I know, the headline sounds like a fantastic fake band name. And while you think DSDFFJ might be a jam band, it’s actually the euphoric light and drug show that is EDM. Yes, only electronic dance music, whether in a European warehouse club space or rural American pop-up rave, can be this wonderfully disorienting.
I remember as a child having fantastic conversations with my father at night about the state of the world and why people behaved the way they did. While other kids wanted a bedtime story, I wanted a dose of pseudo-psychology from my father, admittedly a very intelligent and patient man, though lacking in any behavioral science or sociology degrees. Still, I remember all the talks we had about mankind’s inherent, species wide lunacy. That’s right. I said species wide. Before you pucker up your defensive posture, please remember, almost every single one of us has purchased their ticket for the roller coaster, in some form or fashion. You may be rational in many, many ways, but most likely proudly flaunt your own special brand of crazy. Perfectly packaged, wrapped in a neat little bow and ever present in your daily life. It’s your Special.
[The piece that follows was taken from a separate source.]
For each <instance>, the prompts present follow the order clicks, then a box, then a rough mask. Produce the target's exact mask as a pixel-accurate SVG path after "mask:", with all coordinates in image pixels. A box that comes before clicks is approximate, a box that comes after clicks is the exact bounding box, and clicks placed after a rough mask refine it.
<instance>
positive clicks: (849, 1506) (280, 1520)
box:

Your Special is what tells you three sheets of toilet paper is just right, four is okay, but five is a misuse of commodities. Your Special is what tells you it’s okay to rail against all of the injustice in this world on a site like Facebook, which you refuse to log off of, despite your favorite platform being an active party to the world’s massive injustices. It’s your Special that thumbs it’s nose at all those Deep State Qanon weirdos but makes you think your personal belief in an invisible deity or abject certainty there’s no such thing as said deity is totally rational.
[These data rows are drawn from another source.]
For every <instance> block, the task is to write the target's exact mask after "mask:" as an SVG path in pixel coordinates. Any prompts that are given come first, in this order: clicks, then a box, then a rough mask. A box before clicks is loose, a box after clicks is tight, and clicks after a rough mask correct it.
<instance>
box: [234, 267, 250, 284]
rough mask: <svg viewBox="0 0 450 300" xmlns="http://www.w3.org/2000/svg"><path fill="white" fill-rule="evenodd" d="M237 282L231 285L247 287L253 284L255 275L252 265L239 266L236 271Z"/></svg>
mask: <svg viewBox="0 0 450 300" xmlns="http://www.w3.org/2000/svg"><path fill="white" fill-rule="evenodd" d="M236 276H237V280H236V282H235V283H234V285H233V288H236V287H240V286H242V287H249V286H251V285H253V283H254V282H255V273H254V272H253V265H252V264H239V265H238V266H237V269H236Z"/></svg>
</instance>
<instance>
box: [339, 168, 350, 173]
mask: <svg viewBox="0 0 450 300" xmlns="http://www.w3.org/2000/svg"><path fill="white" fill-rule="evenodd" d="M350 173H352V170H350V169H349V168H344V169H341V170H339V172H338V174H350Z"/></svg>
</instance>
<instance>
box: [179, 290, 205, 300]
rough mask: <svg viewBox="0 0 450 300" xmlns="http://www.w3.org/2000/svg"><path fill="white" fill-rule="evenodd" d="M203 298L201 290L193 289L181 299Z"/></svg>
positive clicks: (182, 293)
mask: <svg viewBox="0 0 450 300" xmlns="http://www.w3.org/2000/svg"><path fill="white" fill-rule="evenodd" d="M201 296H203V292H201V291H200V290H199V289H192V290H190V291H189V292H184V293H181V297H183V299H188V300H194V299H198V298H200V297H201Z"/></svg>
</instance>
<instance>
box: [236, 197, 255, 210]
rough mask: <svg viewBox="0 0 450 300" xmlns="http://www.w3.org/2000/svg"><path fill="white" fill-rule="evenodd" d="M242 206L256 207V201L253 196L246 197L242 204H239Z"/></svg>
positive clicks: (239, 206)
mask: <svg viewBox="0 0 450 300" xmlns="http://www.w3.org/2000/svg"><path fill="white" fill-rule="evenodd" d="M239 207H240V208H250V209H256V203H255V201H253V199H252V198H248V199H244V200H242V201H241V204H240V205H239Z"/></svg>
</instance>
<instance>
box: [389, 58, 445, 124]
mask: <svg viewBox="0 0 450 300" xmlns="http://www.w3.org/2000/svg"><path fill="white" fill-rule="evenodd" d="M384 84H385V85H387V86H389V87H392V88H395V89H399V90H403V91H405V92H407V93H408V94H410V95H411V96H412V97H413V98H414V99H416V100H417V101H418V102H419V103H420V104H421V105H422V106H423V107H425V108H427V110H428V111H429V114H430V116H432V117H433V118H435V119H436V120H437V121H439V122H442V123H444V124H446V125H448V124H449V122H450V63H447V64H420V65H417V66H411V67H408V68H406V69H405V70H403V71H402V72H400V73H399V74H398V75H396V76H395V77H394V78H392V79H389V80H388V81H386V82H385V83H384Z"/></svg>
But Truant, what does my Special have to do with the Attorney General dropping the criminal case against a traitor who has admitted to the charges brought against him? To be frank, I’m not certain, and I’ve never been good at impersonating a guy named Frank for the sake of horrible punmenship. But, if I were to venture a guess as to what I’m getting at here, I believe it is the imminent dissolution of our collective reality, which is barely hanging on by a thread as a type, while said dissolution is somehow unfortunately perpetuated by each and every one of our Specials. Our inherent ability to believe there is something Special about me opens a giant can of psychological worms that encourages us to believe what we want to believe, science and reality be damned. One can only wonder what will happen to our species, to our planet, and to the very fabric of time once the tapestry of all that we agree upon as real is unraveled.
Personally, I like to think we’re living in a continuum where the human race has already destroyed itself on a dozen or so occasions, we’re bound to do it again, and every time we do we get to start all over until one day we finally get it right. Maybe each time we have an opportunity to level up our species' capacities for wisdom and love. Maybe last time was way worse than this time, and next time will be a little bit better. Why not? Is that harder to believe than our souls being immortal and living in a state of sublime peace and happiness or horrific pain filled misery for all eternity?
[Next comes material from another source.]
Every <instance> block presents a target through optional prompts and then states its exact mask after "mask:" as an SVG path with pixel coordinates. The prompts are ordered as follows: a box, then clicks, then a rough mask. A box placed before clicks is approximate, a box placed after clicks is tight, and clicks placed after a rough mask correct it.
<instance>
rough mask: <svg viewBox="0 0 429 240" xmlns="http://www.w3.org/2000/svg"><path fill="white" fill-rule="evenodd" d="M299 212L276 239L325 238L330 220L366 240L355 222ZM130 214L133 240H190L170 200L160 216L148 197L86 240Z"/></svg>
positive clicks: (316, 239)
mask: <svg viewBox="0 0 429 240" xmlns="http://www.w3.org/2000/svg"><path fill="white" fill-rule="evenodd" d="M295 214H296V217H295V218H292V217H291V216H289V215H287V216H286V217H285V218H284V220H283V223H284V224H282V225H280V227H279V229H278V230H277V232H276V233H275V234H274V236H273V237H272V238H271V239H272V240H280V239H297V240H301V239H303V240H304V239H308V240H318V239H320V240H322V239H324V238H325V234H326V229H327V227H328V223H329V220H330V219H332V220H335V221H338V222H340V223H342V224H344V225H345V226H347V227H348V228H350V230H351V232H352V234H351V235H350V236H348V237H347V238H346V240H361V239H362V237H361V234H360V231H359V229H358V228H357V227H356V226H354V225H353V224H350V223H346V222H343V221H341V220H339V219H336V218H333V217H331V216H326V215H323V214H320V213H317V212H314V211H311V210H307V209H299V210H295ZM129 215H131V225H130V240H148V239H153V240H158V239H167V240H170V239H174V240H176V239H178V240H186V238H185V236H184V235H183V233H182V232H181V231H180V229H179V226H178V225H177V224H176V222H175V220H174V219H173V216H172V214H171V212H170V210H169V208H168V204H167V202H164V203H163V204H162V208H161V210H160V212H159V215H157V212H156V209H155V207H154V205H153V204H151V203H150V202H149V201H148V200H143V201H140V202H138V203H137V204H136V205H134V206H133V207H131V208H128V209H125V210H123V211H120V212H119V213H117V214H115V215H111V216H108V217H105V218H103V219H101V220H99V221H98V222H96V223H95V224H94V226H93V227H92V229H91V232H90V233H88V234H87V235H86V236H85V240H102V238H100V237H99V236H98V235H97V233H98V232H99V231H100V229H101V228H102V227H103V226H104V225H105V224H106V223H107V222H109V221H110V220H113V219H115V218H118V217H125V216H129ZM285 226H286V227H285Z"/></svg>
Anyway, whatever you believe in, an afterlife, soul recycling, becoming worm food, I think these times we’re living in should certainly prepare you for finding out that nothing you’ve ever believed in was ever true to begin with, despite the fact that some of it was still true, even though none of it was, because the truth is still out there but you’ll never find it when whomever is behind all of this has so cleverly hidden the truth, the doubt, and the proof in the same place. There all in a secret cave located on the underbelly of our flat Earth that no one knows about except those who know.
Until then, we must simply enjoy the show. Pull out your hair if you will, but you’re better of taking a pill and dancing to the good time grooves. It’s the Human Race’s Big Time Hullabaganza, starring you my friend, and me, and all the rest of us 8 billion crazy mofos, shaking our thighs and twerking our minds to the infectious sociological rhythms of the age of insanity. Collective reality was so 1988.